De vraag naar psychische hulp is groter dan ooit tevoren
Woensdagmiddag. Ik zat te werken in het kamertje op het noorden, de warmte van het elektrische kacheltje tegen mijn kuiten. De vrouw wiens kantoor ik gebruikte stamelde haar weg de ruimte in. Haar haren waren grijs, haar ogen wat vervallen en de rimpels in haar huid verhalender dan die van een vreemde ooit geweest waren. „Koffie?”, vroeg ze alsof ze van haar hart niet langer een moordkuil maakte.
Ik zette de radio aan, het nummer dat draaide bracht me terug naar een vakantie in Zuid-Italië toen ik klein was, waarna ik „graag” zei, gevolgd door „bedankt” en duimde dat ze er uit zichzelf melk en suiker in zou doen, zodat ik er niet om zou hoeven te vragen, wat geen gevolg van luiheid, maar ongemak geweest was.
Diagnose Asperger
In 2018 kreeg ik hem, de diagnose Asperger.

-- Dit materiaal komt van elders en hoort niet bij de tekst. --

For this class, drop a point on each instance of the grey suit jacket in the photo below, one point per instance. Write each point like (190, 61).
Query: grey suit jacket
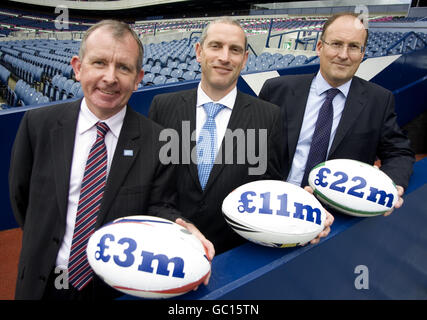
(203, 207)
(367, 130)
(39, 180)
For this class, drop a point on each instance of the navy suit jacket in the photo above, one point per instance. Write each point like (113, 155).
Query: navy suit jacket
(39, 179)
(203, 207)
(367, 130)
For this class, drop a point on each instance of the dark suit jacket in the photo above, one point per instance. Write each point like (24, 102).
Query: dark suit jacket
(39, 180)
(367, 129)
(203, 208)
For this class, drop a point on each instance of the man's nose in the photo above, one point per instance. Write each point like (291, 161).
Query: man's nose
(110, 74)
(224, 54)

Het ongeloof was verdwenen, net als het overdreven verlangen naar antwoorden dat volgt op een dergelijke gebeurtenis en maakt dat je de antwoorden die je al die tijd al wel had gehad opeens in twijfel trekt – had ik het kunnen weten, hadden anderen dat moeten doen en hoe komt het dat geen van beiden, ikzelf en noch zij, niet hebben doorzien wat na 16 jaar toch het geval bleek?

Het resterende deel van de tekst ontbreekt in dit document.